馬は嫌がること無く嬉しそうに目を閉じ、それを受け入れる。女の子もまんざらじゃ無さそうな顔で馬の首筋を軽くぽんぽんとしながら振り向く。
「ね?」
「……はい?」
いや、意味がわからない。なにが「ね?」なんだろうか。
「私のほうが、ディクシーに気に入られてるってこと」
「ディクシー?」
「この子の名前!」
「ああ……」
なるほど、俺がこの馬と親しげにしていたのをみて嫉妬したのか。ふふふ。可愛いじゃないか。
意味がわかれば子供のやることだ。俺も寛大に対応することにする。
「そうだね。へえ、この子ディクシーって言うんだ」
「……なによ、ディクシーの名前も知らないで撫でてたの?」
「ははは……。そう、だね」
俺が笑って答えたときだ、入口からやってきた農夫が顔色を変える。
「ハティ! 駄目だよっ」
「あ! パパ。なんか知らない子が勝手に厩舎に入ってたの!」
少し気弱そうな農夫は俺の顔を見て慌てたように走ってくる。だが、ハティと呼ばれた女の子はそんな事を構いもしない。
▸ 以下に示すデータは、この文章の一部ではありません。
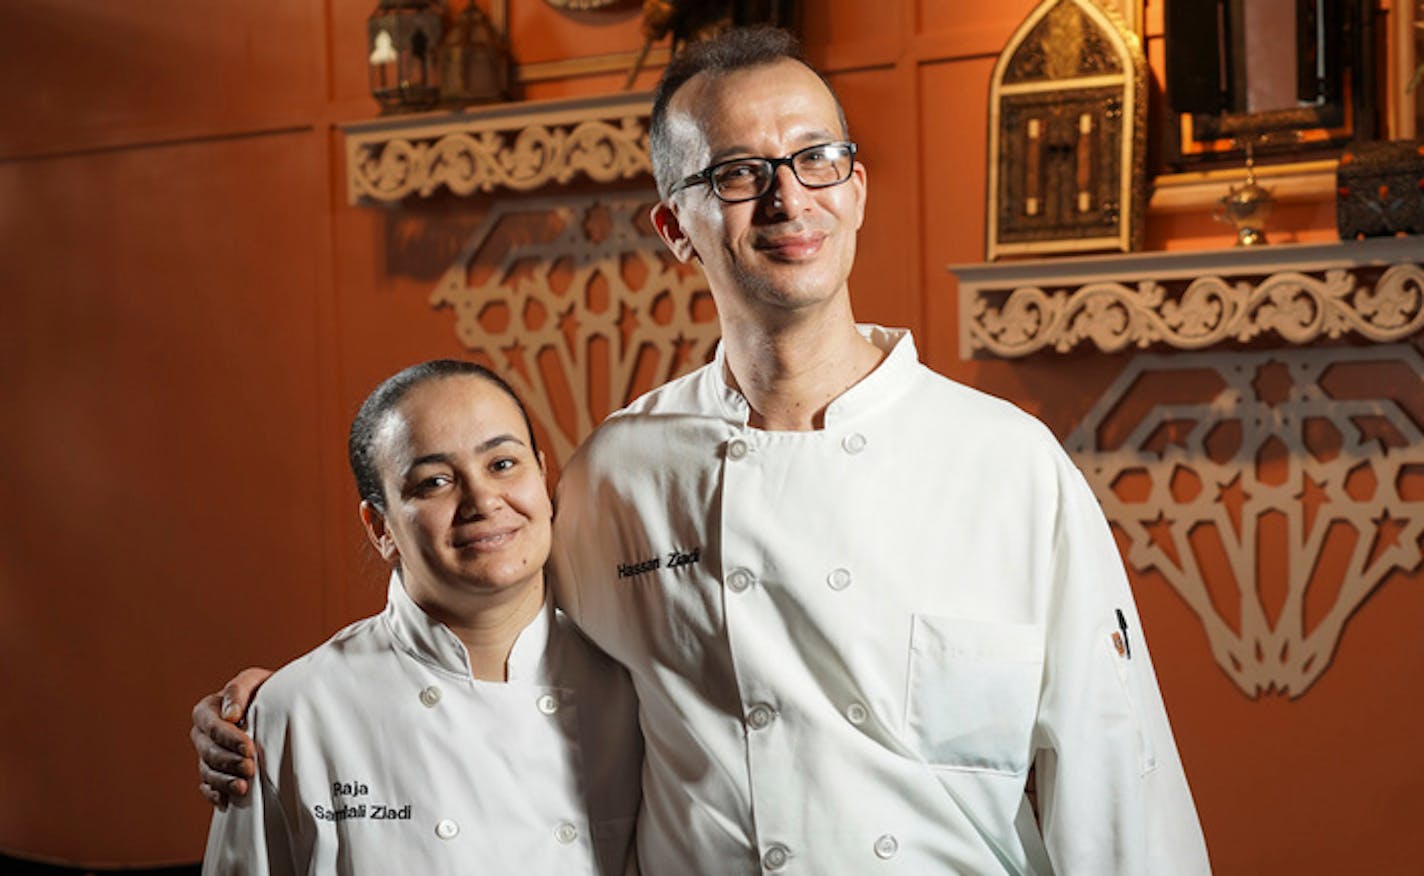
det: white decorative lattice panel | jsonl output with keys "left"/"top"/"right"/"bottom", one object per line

「こ、こらっ。知らない子じゃありません! 申し訳ありません。お坊ちゃま。この子はまだお坊ちゃまの顔を知らずに……その、お許しをっ」
農夫は膝をつき、真っ青な顔で許しを請う。大の大人が六歳の子供に命乞いをする、そんな必死な姿に俺は少し引きながら、笑って手を降る。
「ははは。大丈夫だよ。子供の言うことじゃないか」
まあ、俺も子供なんだけどな。
「……え? おぼっちゃま?」
ハティを見れば、目をパチクリさせて俺と父親を見比べていた。